Kathak Dancer's Flowing Lehenga necklace from Zoya's Awadh collection
Zoya, a chain of luxury diamond boutiques from the House of Tata, is ‘India’s answer to Timeless Luxury’ as per many of its customers. Yes, Zoya designs, develops and sells exquisite jewellery, but it is so much more than that. “An enchanted world where inspirations from around the world come together and come to life” is how Zoya identifies itself. With expert craftsmanship and fine design, Zoya is an exclusive gallery of fine art that embraces and celebrates a side of women that they don’t bring out.
Jewellery is not a modern concept and is traced back to modern-day Iran between 3000 B.C. and 400 B.C. It is but natural, therefore, that techniques of jewellery making have evolved and become more transformed over centuries. India especially has had an extensive journey with jewellery with Indian women adorning themselves since the eras of Ramayana and Mahabharata. From Sita Mata’s Chudamani to Lord Rama’s signet ring that Hanuman carries across oceans for Sita Mata and Lord Shiva’s Rudraksha beads and Maharaja Ranjit Singh’s Koh-i-Noor, jewellery techniques are rooted deeply in Indian culture, but not all make it as prominently to modern-day designs. With its craftsmanship, Zoya brings back one such technique called ‘gulabi minakari’.
Lotus Flower earrings from Zoya's Banaras collection uses the Gulabi Minakari technique
‘Minakari’ is a Persian art form that involves colouring the surface of metals by fusing different colours. It literally comes from the word ‘Mina’ which translates to ‘heaven’ in Persian. The art form was brought to Indian soil via the Mughal empire in the 1600s and continues to have a large base in Banaras even today.
Lotus Adorned with Leaves necklace from Zoya's Banaras collection uses the Gulabi Minakari and Partaj technique
‘Gulabi Minakari’ is characterized by pink (gulabi) strokes on white enamel, where the pink remains predominant. Zoya revived this dying art in its Banaras Collection, where the technique brought to life the delicate beauty and vibrant blooming of lotus flowers, both as motifs as well as accents throughout the collection. A tribute to the ‘city more ancient than time itself’, pieces from the Banaras collection were inspired by the mystique of the holy land and used exquisite stones such as malachite, turquoise and pink opals.

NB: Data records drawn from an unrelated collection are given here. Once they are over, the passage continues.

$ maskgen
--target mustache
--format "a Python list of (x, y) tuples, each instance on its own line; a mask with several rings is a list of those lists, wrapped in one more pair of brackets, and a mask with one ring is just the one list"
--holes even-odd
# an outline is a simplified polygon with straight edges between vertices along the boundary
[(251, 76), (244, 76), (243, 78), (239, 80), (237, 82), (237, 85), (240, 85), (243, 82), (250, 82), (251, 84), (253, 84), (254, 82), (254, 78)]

Tranquil Chambers of Awadh bangles from Zoya's Awadh collection
Zoya takes pride in keeping the ancient traditions of Indian jewellery making techniques alive via limited edition, capsule collections. They often incorporate some lesser-known techniques or even innovate within existing techniques to bring out certain nuances of their inspirations in the jewellery they create. Their Awadh collection is a great example of the same.
Zardosi Spring earrings from Zoya's Awadh collection
The Awadh collection narrates tales of culture, art and traditions of opulent living in the historic city of Awadh. Pieces were crafted with gold, diamond and polki, inspired by Awadh’s glory. Polki is an uncut and unpolished diamond, used in its natural form without any physical or chemical treatment. It is one of the oldest forms of cut diamonds, originating in India long before western cutting methods were born and remains one of the most demanded features in bridal jewellery. The Awadh collection showcased the rich layering of polkis through the Pachchi technique.
This ruby ring with polki from Zoya's Jewels of Rajputana collection uses the Piroi technique
Partaj work and Piroi (gem stringing) are also commonly used in Zoya’s collections.
With its fine work, Zoya is steadily shifting consumer perception of fine jewellery from being mainly a store of value towards aesthetic and pride in ownership. Patrons of the age-old Indian karigari, Zoya prides itself on designs that give a contemporary form to traditional craft. Zoya’s pieces are brought to life by the steadiest of hands and sharpest of eyes as it enters its tenth year of empowering and celebrating women across India with exclusively created and designed luxury jewellery. With its heart in India and an eye on the world, Zoya is redefining the way fine jewellery is experienced in India.